2 Prominent Democrats Urge Biden To Pressure Netanyahu To Change Course In Gaza
HuffPost
Sens. Elizabeth Warren and Brian Schatz sent a letter to the State Department on Tuesday, asking the administration to outline ways to use U.S. leverage over the Israeli prime minister.
Two prominent Democratic senators are urging the Biden administration to use American leverage over Israeli Prime Minister Benjamin Netanyahu to temper his devastating U.S.-backed campaign in Gaza, HuffPost has learned. Sens.

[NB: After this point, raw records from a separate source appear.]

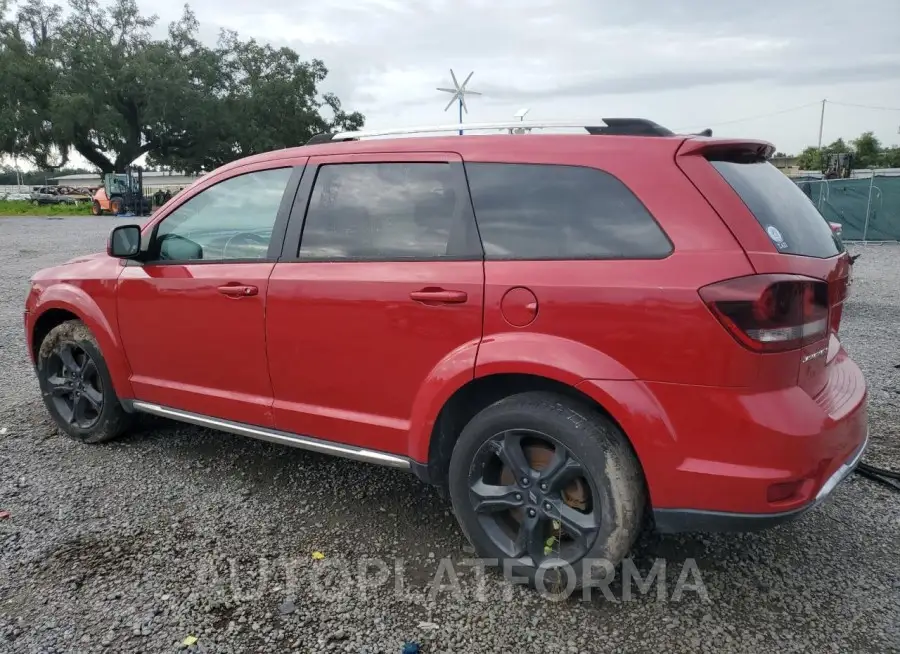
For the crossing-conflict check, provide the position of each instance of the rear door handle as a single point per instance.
(238, 290)
(439, 296)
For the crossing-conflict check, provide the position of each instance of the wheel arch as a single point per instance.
(63, 302)
(481, 392)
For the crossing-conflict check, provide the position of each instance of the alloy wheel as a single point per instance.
(533, 498)
(74, 384)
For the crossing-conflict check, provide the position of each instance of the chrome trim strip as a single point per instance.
(468, 127)
(841, 473)
(273, 436)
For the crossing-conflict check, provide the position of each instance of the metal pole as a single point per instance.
(868, 206)
(821, 124)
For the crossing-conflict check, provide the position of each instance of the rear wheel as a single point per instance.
(548, 487)
(76, 385)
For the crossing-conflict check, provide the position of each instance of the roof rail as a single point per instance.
(611, 126)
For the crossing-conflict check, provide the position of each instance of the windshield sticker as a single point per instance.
(776, 237)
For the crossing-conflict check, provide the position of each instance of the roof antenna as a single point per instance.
(520, 114)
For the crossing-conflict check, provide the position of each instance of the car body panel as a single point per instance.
(212, 358)
(324, 316)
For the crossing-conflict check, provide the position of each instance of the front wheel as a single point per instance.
(548, 487)
(76, 385)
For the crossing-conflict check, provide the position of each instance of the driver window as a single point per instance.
(231, 220)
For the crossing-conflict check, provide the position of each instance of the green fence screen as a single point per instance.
(851, 201)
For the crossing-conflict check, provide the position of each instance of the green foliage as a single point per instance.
(867, 153)
(25, 208)
(96, 82)
(8, 175)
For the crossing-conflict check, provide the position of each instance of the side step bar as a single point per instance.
(274, 436)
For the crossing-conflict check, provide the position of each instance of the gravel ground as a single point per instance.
(177, 531)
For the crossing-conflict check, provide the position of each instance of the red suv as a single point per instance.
(568, 332)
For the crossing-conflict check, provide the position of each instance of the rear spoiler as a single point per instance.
(727, 149)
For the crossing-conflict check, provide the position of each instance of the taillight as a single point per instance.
(771, 313)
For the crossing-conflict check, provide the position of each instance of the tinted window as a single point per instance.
(231, 220)
(527, 211)
(790, 219)
(385, 211)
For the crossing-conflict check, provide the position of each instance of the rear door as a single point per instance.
(385, 285)
(780, 229)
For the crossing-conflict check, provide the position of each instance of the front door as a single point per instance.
(192, 315)
(388, 284)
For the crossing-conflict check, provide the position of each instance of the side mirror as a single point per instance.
(124, 242)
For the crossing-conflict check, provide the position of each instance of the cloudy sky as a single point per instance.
(756, 68)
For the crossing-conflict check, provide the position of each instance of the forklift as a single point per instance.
(122, 193)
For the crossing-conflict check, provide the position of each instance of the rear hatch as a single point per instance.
(794, 305)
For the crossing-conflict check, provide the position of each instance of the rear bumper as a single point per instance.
(670, 521)
(740, 456)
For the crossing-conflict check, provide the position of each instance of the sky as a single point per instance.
(687, 64)
(755, 68)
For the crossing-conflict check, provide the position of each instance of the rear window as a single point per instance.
(790, 219)
(534, 211)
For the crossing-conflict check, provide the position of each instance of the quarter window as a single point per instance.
(232, 220)
(530, 211)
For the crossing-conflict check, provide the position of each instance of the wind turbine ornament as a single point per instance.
(459, 92)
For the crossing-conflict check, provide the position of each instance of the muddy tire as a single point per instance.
(76, 386)
(550, 488)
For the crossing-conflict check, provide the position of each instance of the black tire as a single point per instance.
(609, 471)
(99, 417)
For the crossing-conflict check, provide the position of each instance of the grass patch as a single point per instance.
(26, 208)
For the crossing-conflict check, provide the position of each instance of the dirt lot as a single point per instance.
(177, 531)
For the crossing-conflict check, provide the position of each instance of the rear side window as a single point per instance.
(790, 219)
(386, 212)
(536, 211)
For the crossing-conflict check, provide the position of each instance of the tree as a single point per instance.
(96, 82)
(810, 159)
(867, 150)
(890, 158)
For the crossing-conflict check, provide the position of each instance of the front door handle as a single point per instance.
(439, 296)
(238, 290)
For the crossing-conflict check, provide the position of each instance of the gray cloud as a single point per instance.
(677, 61)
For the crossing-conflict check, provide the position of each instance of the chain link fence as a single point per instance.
(867, 207)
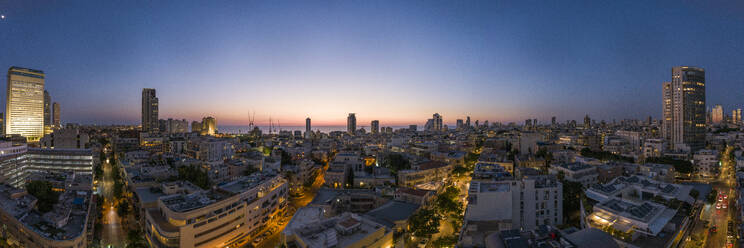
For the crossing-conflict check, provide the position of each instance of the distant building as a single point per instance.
(209, 126)
(736, 116)
(24, 109)
(47, 112)
(67, 138)
(717, 114)
(706, 162)
(684, 109)
(149, 110)
(375, 126)
(56, 121)
(351, 123)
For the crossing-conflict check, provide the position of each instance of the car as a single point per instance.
(257, 241)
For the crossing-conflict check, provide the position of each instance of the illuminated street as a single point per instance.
(112, 233)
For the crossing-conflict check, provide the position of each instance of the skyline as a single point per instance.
(395, 62)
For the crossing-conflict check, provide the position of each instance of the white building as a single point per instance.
(706, 162)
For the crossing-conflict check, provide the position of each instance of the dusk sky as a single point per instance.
(396, 61)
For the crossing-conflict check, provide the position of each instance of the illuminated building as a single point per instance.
(717, 114)
(209, 126)
(225, 216)
(24, 110)
(149, 110)
(684, 109)
(351, 123)
(47, 113)
(56, 120)
(375, 126)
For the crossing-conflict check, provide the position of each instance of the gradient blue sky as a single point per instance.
(396, 61)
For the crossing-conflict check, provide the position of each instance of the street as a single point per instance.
(717, 214)
(112, 233)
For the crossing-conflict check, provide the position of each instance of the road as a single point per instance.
(714, 216)
(112, 233)
(720, 217)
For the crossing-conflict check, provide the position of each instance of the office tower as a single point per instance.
(437, 122)
(196, 127)
(209, 125)
(149, 110)
(375, 126)
(351, 124)
(24, 109)
(684, 109)
(56, 121)
(47, 109)
(717, 114)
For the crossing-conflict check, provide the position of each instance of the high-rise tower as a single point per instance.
(683, 109)
(351, 123)
(24, 109)
(149, 110)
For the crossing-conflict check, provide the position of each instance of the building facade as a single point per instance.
(24, 109)
(684, 109)
(149, 110)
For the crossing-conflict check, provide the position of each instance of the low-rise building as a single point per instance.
(576, 172)
(343, 231)
(706, 162)
(224, 216)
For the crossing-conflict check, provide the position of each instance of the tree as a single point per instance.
(460, 171)
(445, 241)
(46, 197)
(424, 223)
(395, 162)
(572, 192)
(447, 202)
(694, 193)
(681, 166)
(195, 175)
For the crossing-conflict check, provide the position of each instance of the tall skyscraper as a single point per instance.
(717, 114)
(149, 110)
(209, 125)
(24, 109)
(56, 121)
(437, 122)
(375, 126)
(351, 123)
(47, 109)
(684, 109)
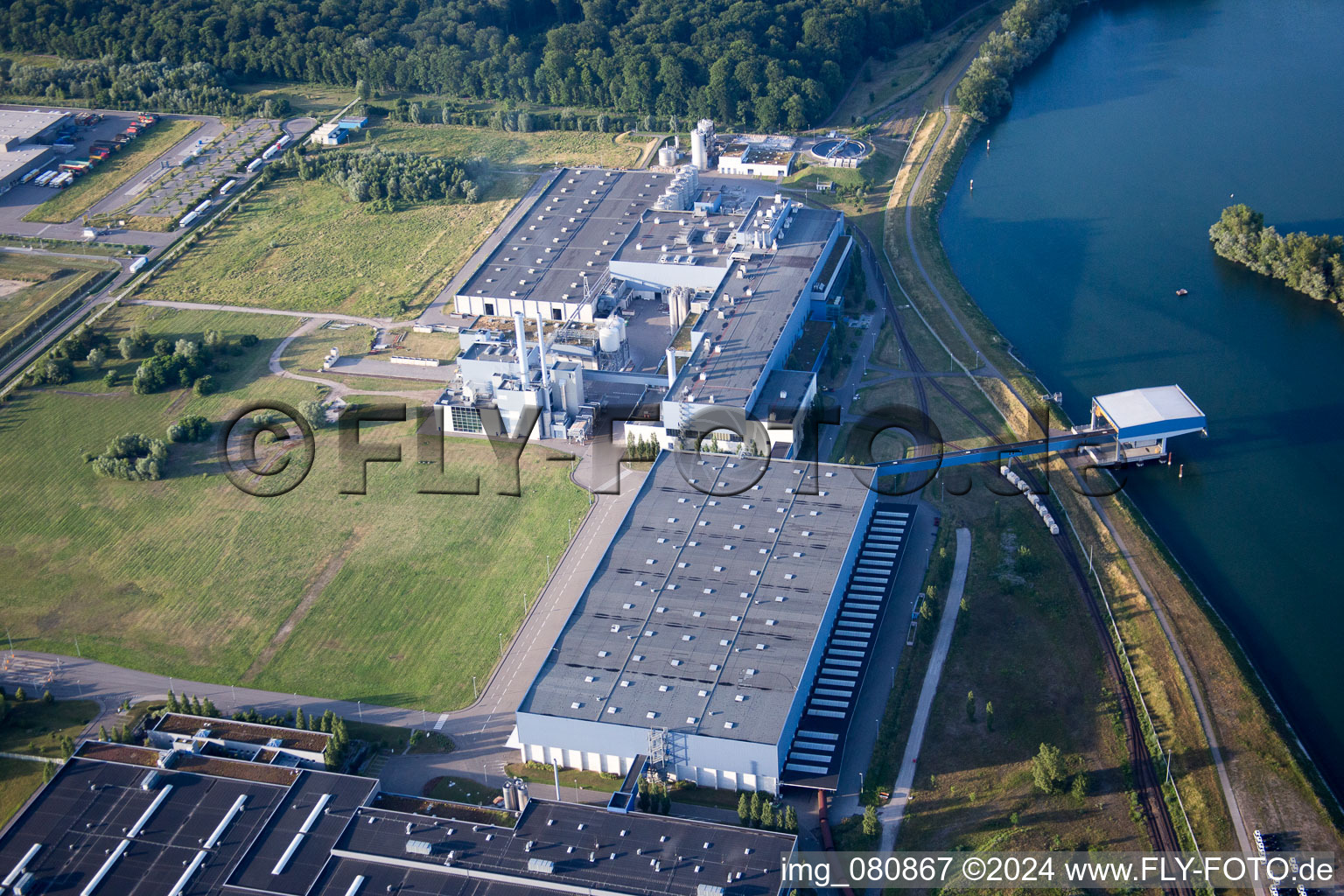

Elizabeth Warren (D-Mass.) and Brian Schatz (D-Hi.) sent a letter to Secretary of State Antony Blinken on Tuesday asking for specific actions that President Joe Biden will take to change Israel’s course and “to advance an independent, self-governed Palestinian state.”
Their message comes after Netanyahu earlier this month said Israel cannot accept a Palestinian state between the Jordan River and the Mediterranean Sea. Biden has for months resisted calls to do more to pressure Netanyahu, instead privately trying to win Israeli restraint. In recent weeks, Democratic lawmakers have signaled increasing concern with Biden’s policy, noting the killing of more than 26,000 people in Gaza and the deepening humanitarian crisis amid a continued Israeli assault with no clear end in sight.
“We have serious concerns that the Netanyahu government’s public and repeated rejection of a two-state solution” — the long-envisioned plan for Israeli and Palestinian states to live side-by-side — “fundamentally threatens regional security and undermines any path to a durable peace,” the senators wrote in the letter. “Numerous Israeli governments guarded and upheld the promise of a two-state solution as the foundation for a lasting peace in the region. Prime Minister Netanyahu’s explicit departure from that position, both in his statements and in government policies aimed at undermining this internationally agreed upon pathway, is dangerous to both U.S. and Israeli national security.”
Warren and Schatz asked the administration to state whether it believes Netanyahu’s views and military strategy serve the causes of eventual peace and freeing hostages captured by Hamas and other Gaza-based militants in their Oct. 7 attack inside Israel, which also killed 1,200 Israelis. They want a written response by Feb. 13 and an in-person discussion on how the administration’s strategy will achieve the goal of Palestinian statehood that Biden, Blinken and others have repeatedly identified.
Warren has previously said U.S. military aid for Israel, more than $3 billion annually and potentially billions more if Congress approves a post-Oct. 7 emergency request from Biden, cannot be “a blank check.” Watchdog groups have repeatedly said Israel has committed war crimes in its Gaza offensive, including with American equipment; Hamas has violated international law as well, they note.